CMS may be in need of help for defining how these virtual groups should be shaped and supported, according to Mostashari, adding they would allow for a sample size of quality measures to be meaningful across the number of groups. The healthcare industry has already been seeing how policy changes has caused some physicians in small and independent practices to join larger practices. Mostashari argues smaller practices are important for maintaining competition and personalized care.
Not providing smaller providers the ability to form virtual groups to "better position themselves to achieve MIPS bonuses" may have been a missed opportunity, according to Buser. “That kind of collaboration could have a ripple effect, where the virtual groups then begin to leverage their numbers and create economies of scale that could help mitigate the costs of information systems and other capital expenditures.”
Having regulation in the MACRA final rule that would have allowed for virtual group formations also received backing from the AOA and Premier.
Buser was disappointed that many physicians in patient-centered medical homes will still not qualify for APMs “and opportunities to enter other such value-based models remain limited.”
While MGMA SVP for Government Affairs Anders Gilberg was pleased the final rule mitigated some of the reporting burden for physicians in the MIPS program in 2017, he argued there is an inherent disappointment in the approach CMS is perpetuating. MGMA had asked for CMS to move the measurement year closer to the performance year and provide feedback to physicians every quarter to tell them how they are doing based on data from physicians or claims data, Gilberg said.
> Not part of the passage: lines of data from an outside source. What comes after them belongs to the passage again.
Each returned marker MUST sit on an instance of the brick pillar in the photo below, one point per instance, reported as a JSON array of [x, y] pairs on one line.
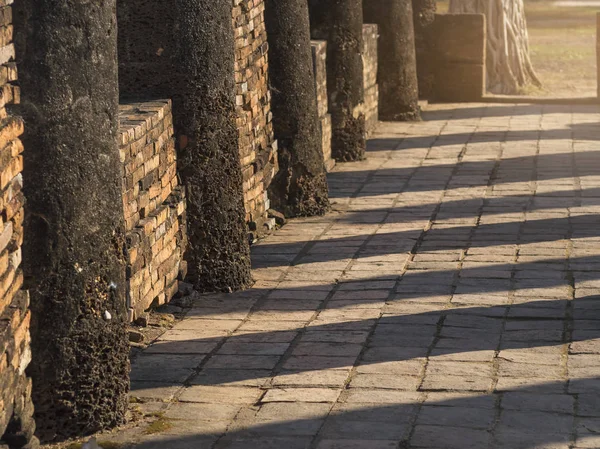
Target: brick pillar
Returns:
[[339, 22], [190, 58], [73, 246], [300, 187], [397, 76]]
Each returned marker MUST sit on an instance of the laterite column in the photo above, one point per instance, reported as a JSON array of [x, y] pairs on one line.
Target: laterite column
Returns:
[[190, 59], [73, 244], [397, 75], [339, 22], [300, 187]]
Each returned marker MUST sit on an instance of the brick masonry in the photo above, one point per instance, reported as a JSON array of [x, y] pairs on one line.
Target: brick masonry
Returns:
[[458, 43], [371, 104], [16, 410], [258, 148], [154, 204], [319, 53]]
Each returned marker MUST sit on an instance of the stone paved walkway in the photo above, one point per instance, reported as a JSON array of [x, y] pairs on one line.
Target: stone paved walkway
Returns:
[[450, 300]]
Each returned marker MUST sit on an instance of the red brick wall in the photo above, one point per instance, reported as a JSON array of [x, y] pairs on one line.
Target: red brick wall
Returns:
[[15, 388], [154, 204], [258, 150], [370, 67]]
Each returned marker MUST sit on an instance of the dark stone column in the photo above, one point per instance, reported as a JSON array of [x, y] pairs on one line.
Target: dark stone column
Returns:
[[339, 22], [73, 245], [424, 15], [300, 187], [190, 58], [397, 75]]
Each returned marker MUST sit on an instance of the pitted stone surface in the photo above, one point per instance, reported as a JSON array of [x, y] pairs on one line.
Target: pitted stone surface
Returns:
[[449, 300]]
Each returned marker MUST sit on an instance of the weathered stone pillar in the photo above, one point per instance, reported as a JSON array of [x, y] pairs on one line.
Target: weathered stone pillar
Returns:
[[397, 76], [339, 22], [73, 245], [300, 187], [424, 15], [190, 59]]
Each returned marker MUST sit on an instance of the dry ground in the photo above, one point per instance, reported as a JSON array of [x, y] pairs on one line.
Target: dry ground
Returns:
[[563, 50]]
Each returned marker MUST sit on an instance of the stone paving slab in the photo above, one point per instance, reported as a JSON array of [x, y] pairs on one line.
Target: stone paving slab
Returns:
[[451, 299]]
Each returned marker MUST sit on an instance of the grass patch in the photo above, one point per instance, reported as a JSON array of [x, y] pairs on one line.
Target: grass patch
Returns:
[[562, 43]]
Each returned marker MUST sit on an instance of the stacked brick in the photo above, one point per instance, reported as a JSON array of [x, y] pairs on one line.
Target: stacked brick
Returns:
[[371, 104], [258, 149], [319, 53], [16, 410], [154, 204]]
Another aspect of the final rule that let some down is that the flexibility CMS is offering for reporting requirements in 2017 will fade out, as Gilberg told Healthcare Dive.
The nominal risk standard remains “way too high,” Childs maintained. “As we have learned from members in our Bundled Payment and Population Health Management Collaboratives, these models require significant investment in redesigning care through new technologies, data analytics and additional staff," Childs said. "CMS has chosen to ignore these realities.”
It's not over yet
As physicians prepare to comply with the new regulations, MACRA will probably continue to change with the years to come. The MGMA will be collaborating with the new administration and members of Congress and their oversight capacity next year because as Gilberg strongly believes, MACRA refinements will continue.
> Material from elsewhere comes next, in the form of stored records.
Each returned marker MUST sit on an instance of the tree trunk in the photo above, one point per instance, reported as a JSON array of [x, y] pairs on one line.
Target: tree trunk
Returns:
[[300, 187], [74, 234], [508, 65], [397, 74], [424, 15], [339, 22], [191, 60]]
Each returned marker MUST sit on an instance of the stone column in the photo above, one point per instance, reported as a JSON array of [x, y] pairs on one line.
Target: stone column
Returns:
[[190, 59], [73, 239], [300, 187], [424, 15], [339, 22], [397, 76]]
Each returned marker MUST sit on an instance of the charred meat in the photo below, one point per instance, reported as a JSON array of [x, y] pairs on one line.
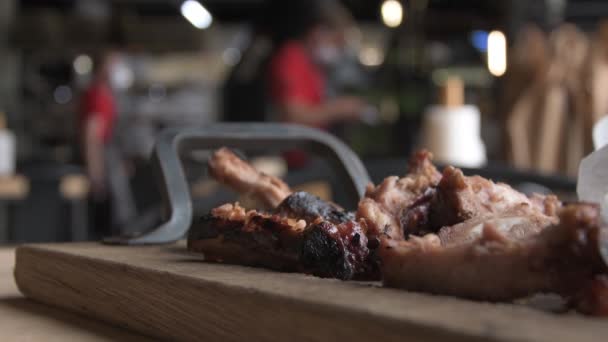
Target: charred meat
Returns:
[[496, 266], [322, 248]]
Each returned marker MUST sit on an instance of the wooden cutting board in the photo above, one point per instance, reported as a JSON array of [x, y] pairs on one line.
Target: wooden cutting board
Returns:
[[169, 293]]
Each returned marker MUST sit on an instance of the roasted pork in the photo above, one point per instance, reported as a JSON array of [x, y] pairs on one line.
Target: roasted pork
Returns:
[[561, 258]]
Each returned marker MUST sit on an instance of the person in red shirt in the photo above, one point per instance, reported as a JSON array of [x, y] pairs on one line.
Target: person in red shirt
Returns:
[[309, 38], [97, 117]]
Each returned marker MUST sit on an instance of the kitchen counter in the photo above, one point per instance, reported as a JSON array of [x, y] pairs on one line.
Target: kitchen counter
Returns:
[[26, 320]]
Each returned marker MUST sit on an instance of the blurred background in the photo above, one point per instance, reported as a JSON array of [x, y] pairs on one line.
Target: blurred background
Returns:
[[506, 89]]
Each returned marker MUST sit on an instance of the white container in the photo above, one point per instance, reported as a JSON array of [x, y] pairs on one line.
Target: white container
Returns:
[[7, 150], [453, 135]]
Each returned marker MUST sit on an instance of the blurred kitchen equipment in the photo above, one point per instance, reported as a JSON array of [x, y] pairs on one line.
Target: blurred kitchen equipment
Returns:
[[550, 119], [451, 129], [261, 137]]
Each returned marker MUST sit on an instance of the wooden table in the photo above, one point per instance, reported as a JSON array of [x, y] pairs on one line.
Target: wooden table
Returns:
[[25, 320]]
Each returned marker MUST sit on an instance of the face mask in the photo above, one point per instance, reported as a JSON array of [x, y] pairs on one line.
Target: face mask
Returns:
[[327, 54]]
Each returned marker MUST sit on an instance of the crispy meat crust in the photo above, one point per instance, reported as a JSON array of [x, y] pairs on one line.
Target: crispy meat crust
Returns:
[[322, 248], [495, 267], [239, 175]]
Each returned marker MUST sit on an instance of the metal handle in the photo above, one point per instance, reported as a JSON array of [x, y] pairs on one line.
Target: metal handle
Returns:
[[262, 137]]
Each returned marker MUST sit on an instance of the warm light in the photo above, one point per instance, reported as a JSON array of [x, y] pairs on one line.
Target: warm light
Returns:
[[497, 53], [83, 64], [392, 13], [371, 56], [196, 14]]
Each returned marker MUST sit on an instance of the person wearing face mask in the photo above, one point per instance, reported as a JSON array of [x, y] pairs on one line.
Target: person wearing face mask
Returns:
[[112, 200], [97, 118], [309, 39]]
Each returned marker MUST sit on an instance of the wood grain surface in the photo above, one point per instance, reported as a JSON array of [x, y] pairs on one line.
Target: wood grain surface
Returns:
[[165, 292], [22, 319]]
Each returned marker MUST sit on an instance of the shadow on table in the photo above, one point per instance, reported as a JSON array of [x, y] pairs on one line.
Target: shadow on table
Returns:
[[44, 314]]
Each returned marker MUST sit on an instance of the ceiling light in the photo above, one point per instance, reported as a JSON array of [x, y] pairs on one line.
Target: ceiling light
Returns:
[[196, 14], [392, 13], [497, 53]]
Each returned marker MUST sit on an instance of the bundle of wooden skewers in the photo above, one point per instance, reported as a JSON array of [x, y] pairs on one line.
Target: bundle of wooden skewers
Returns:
[[554, 93]]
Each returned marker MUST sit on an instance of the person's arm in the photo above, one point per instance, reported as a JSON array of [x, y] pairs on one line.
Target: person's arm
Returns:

MGMA isn’t the only association hoping to continue its work on the rule. “In the days ahead, the AMA will conduct a comprehensive review of the final rule to ensure that it promotes flexibility and innovation in the delivery of care to help meet the unique needs of all patients,” Gurman said.
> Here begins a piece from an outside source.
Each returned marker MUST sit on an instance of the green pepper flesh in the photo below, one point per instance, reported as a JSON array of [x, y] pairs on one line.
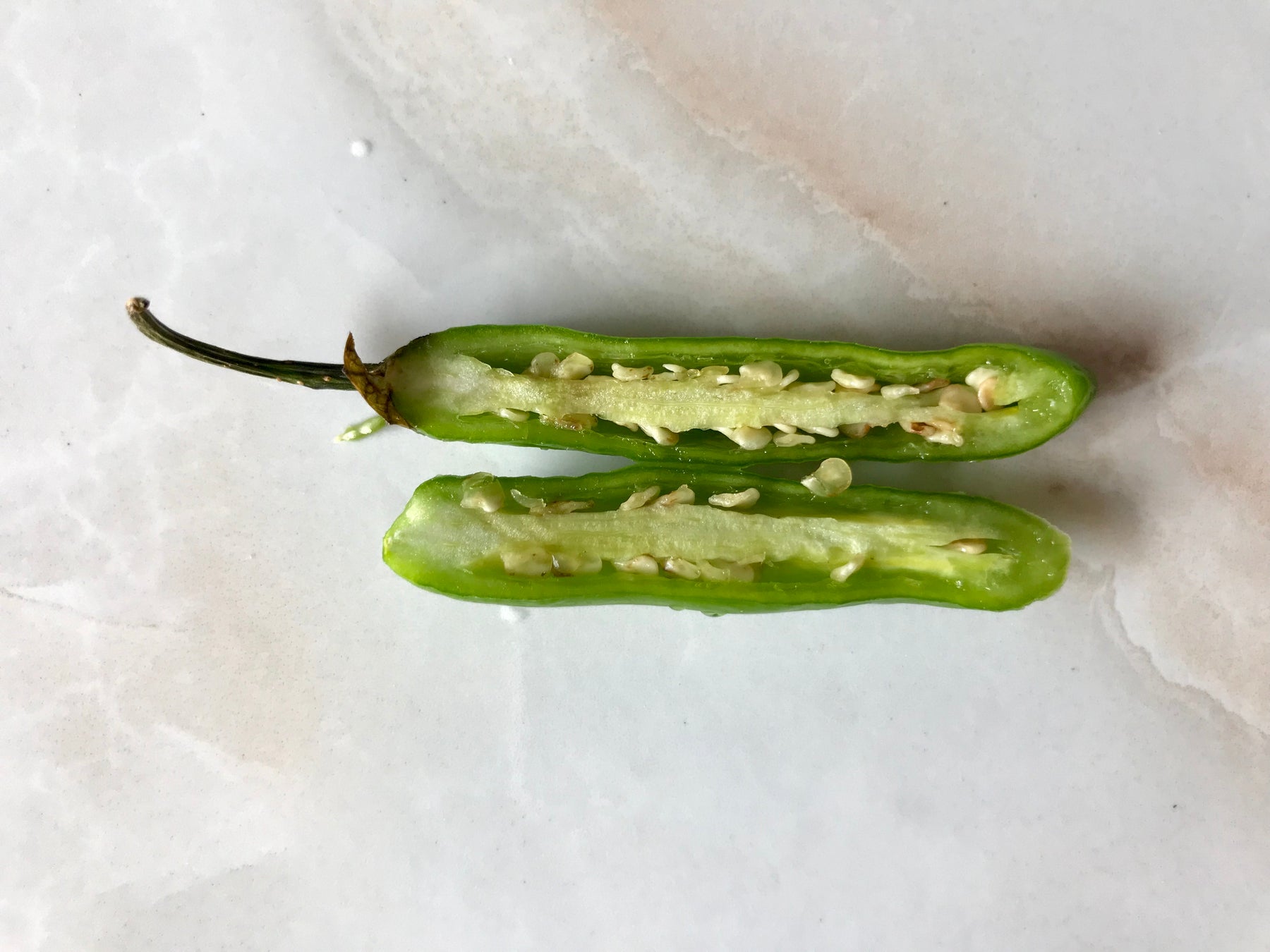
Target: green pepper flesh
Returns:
[[794, 536], [451, 385]]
Some healthcare groups were satisfied with how responsive CMS was to the concerns they raised after the proposed rule. CMS' acting Administrator Andy Slavitt said during a press call at the release of the rule that the agency knows the final rule is going to have to evolve as medicine and technology evolves. For example, members of the administration are getting the word out it's open to suggestions:
Don't see the APM you want? You can make your own! Submit model ideas to the independent advisory committee. https://t.co/oRkrqu1Ol0— Aisling McDonough (@AislingMcDL) October 16, 2016
Financial incentives for quality care have the potential of leading to substantial health benefits for the entire U.S. healthcare system. MACRA may have just been the first major step in the system's journey toward quality improvement. The final rule (set to be published on October 19) will take public comments for 60 days as the agency works to implement the law on an iterative basis.